I don't know if I mentioned it, but I bought a cane. I don't need it all the time, but it definitely helps if I need to walk alot or far. Especially at the end of the day when I am most tired. It helps keep me steady when my balance is off and when the numbness in my right leg is bad. It certainly makes me feel more confident when I have to walk with Paul to pick up Kristina from school. I am less afraid I am going to fall. When I do feel like I might fall, I at least feel like I am helping myself. I don't use it at home or on my route, that seems pointless. It really depends on the kind of day I am having, but I had read about this in the book "Women Living With MS". Many women said that once they started using it they hadn't realised how much energy they were wasting just struggling to keep upright. They weren't kidding. Most times when I am walking without it, no one would ever know, but I am repeating in my head over and over "Don't fall. Don't fall. Don't fall." I even picked out a pretty one. It's a soft green with white flowers. Hey! If you have to have it, then have it on your own terms!

So I hope you can tell I am attempting some optimism here. This will not break me. A little mind over matter.

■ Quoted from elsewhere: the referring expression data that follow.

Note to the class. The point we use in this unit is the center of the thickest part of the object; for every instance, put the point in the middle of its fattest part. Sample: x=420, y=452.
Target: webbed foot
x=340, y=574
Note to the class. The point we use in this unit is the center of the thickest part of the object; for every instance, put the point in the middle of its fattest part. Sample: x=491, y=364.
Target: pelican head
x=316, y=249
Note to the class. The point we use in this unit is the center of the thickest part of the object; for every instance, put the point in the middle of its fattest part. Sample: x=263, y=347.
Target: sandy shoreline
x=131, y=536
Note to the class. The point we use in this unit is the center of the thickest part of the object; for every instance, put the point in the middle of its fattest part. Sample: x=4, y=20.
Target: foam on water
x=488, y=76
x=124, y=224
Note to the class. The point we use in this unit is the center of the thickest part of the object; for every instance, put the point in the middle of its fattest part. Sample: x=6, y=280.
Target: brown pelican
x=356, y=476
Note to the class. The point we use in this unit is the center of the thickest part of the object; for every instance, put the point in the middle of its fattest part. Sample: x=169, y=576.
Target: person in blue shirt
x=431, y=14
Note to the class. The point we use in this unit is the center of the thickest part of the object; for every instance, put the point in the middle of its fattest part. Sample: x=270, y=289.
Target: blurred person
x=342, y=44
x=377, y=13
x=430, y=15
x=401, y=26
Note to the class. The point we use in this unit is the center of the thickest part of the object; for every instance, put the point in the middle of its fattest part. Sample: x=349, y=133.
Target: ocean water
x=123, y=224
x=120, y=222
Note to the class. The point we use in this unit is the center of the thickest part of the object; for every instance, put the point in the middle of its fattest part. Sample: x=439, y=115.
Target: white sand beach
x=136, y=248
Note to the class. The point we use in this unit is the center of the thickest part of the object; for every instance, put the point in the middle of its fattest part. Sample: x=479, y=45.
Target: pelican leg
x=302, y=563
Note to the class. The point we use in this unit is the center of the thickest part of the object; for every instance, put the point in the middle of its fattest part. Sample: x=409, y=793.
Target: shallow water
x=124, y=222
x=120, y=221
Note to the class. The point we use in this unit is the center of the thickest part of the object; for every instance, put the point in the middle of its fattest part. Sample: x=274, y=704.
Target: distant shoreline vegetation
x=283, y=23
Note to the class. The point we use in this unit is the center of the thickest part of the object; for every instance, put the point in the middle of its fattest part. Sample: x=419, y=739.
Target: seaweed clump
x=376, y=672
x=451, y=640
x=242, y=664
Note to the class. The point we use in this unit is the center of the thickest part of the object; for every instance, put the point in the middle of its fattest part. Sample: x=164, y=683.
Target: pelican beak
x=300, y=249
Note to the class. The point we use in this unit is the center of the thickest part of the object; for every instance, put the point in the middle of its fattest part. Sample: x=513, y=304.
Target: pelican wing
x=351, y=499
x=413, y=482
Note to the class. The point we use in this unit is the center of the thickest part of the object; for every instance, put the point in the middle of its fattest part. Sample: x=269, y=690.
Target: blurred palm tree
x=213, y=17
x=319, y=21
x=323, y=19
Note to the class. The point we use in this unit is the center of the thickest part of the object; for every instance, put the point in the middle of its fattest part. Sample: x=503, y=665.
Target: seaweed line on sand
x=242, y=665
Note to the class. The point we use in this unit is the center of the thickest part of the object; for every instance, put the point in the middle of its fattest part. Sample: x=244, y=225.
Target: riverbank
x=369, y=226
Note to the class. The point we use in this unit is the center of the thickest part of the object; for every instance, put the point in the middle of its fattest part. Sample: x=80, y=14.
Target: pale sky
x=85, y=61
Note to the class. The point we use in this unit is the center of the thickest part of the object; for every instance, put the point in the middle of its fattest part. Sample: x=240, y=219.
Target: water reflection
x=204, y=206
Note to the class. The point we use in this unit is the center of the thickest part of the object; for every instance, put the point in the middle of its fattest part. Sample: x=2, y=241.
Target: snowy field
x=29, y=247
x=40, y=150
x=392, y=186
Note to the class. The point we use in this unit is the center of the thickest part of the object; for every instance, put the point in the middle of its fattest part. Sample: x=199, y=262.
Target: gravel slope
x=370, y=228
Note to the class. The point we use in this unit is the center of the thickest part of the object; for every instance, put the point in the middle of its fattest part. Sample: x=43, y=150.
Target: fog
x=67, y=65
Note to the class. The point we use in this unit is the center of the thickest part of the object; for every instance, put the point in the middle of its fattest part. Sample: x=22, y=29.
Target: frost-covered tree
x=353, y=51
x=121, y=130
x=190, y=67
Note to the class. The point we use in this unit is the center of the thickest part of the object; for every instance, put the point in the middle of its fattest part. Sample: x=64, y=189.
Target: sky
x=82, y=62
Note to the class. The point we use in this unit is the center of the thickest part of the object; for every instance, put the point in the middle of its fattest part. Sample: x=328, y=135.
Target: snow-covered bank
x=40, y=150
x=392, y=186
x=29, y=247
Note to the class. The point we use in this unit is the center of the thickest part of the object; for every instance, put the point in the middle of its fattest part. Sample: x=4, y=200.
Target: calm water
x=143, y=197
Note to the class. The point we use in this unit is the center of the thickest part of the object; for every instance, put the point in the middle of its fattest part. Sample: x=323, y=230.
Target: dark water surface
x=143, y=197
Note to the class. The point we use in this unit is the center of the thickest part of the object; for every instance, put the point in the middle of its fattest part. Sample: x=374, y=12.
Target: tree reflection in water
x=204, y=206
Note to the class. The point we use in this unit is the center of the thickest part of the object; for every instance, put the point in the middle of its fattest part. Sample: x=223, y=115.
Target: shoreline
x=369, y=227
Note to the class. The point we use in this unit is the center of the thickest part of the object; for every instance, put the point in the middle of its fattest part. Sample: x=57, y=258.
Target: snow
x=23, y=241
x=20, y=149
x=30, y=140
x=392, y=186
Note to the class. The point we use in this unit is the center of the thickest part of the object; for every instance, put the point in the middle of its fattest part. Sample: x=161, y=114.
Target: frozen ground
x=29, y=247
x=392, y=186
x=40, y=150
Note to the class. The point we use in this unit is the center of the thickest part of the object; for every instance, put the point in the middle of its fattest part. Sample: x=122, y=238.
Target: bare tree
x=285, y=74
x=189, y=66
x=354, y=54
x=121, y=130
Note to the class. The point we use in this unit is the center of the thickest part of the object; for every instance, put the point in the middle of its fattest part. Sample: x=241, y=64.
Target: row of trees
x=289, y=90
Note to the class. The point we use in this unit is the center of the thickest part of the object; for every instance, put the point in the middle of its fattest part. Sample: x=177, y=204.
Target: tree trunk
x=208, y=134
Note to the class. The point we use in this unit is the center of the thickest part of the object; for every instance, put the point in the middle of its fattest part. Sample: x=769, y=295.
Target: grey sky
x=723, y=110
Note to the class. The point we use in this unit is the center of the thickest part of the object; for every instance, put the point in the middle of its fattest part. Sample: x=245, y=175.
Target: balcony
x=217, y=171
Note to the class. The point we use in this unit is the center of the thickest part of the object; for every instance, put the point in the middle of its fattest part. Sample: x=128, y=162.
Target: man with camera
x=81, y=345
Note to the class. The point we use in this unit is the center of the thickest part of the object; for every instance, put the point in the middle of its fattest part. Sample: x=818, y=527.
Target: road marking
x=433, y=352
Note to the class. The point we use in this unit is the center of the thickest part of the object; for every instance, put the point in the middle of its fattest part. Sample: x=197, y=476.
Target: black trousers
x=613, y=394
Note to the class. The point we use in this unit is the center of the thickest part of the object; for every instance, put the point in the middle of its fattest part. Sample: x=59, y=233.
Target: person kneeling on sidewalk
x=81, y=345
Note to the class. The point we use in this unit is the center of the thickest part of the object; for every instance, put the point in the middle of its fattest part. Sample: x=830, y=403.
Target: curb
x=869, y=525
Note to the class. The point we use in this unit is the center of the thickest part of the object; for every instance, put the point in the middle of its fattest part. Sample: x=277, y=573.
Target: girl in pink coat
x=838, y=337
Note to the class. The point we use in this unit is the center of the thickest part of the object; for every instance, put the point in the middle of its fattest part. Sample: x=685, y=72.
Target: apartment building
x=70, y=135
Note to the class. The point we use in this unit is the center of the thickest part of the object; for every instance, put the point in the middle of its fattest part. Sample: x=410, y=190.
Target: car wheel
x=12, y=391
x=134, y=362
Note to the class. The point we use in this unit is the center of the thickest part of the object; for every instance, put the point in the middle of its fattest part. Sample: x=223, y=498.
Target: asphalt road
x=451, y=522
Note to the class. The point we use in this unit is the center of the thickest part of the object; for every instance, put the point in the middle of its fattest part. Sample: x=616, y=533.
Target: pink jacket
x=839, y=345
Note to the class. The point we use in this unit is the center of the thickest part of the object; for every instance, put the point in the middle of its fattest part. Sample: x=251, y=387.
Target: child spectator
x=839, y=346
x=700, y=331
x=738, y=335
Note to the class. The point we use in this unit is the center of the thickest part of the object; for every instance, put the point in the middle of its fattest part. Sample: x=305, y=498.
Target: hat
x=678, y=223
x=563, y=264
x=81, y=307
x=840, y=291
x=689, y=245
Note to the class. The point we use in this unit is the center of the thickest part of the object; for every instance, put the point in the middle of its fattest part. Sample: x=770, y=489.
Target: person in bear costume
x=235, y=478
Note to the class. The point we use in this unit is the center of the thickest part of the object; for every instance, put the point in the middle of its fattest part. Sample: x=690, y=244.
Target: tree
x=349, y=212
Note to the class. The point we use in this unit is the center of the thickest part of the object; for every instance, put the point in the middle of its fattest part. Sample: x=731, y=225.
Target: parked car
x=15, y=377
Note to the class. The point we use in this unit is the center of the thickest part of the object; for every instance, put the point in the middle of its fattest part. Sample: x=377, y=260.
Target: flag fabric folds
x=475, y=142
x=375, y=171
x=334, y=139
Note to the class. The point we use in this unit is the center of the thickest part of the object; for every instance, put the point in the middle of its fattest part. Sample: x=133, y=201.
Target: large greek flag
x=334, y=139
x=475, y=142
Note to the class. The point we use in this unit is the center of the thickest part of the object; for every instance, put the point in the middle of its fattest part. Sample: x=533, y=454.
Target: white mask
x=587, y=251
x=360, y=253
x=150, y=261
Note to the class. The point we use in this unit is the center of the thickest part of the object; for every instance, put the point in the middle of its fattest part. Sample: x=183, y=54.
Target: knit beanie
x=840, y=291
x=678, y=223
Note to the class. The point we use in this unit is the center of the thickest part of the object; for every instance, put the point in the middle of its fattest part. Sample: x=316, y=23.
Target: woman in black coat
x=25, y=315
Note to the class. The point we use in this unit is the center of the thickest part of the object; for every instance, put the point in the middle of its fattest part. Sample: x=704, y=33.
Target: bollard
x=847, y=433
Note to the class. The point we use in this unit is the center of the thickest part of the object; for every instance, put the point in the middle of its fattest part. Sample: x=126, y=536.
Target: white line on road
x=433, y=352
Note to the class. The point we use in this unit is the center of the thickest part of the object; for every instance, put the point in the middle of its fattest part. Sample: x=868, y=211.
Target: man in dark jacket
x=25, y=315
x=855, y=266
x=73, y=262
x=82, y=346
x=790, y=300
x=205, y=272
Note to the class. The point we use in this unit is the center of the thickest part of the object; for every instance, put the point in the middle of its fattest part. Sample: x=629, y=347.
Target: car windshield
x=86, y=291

I may be a person living with CIS/early MS, but I am living!!
Love to you all, Tammy

Wednesday, April 1, 2009

Brain Failure

Well today I have bad news. I wish I could say it was an April Fool's joke, but it is not. I will not be doing the clinical trial. I found out yesterday afternoon that I do not meet all the requirements necessary to participate in the trial. My neurologist can recommend me as a candidate, but the study researchers perform their own tests and make the final decision. Needless to say, I am devastated.

I know "everything happens for a reason". I have to believe it, but I am having a hard time understanding why I put my health and treatment on hold for almost 4 months of delays only to be denied what I was waiting to do. One day I am sure I will see why. I need a few days to be sad and then get up and start to move forward again. This will not break me. I feel broken today, but I will push thru...I have to...

I will see my neurologist on April 23, 2009. From there we will discuss the other options he mentioned before. He may want to repeat steroids or try a different avenue. I will let you know as I know. So as for now, this blog will remain what it has been; a blog updating you on my health. It will not become the diary of my clinical trial, just a personal journey thru trial and error.

Please keep me in your prayers. I need to find my strength from all the love and support from my family and my friends. I can't survive without it. My brain may be faulty, and this trial may have failed me, but I will not fail myself. Brain failure....? Brain reborn...? Brain recharge...? We shall see...

Wednesday, March 11, 2009

Brain Delay Two

Another minor delay was brought to my attention today. Nothing major. I just need to repeat my MRI due to some technical/equipment failure. I will be re-taking the test on Wednesday, March 18th at 9:15am. From there I should know if I qualify for the trial by March 27th. So far all my tests are in the range I need to enter the trial, so the MRI will be the final factor. I know it is frustrating, but try and find patience, as I am. These delays must be for a reason. I need to believe that. So march on, Keep Moving Forward. One more Brain Delay won't change a thing...

Wednesday, March 4, 2009

Testing, 1, 2, 3...

Hello Everyone, Today I began the screening process for the clinical trial. Finally!! It went well. Basically it was questions about my medical history, family history, symptoms, etc. Followed by blood work, and other basic tests. I had an EKG and an MRI today. I need to get a chest x-ray tomorrow. I was evaluated by two neurologists, including my own, Dr. Beall. I should know my results by the end of next week.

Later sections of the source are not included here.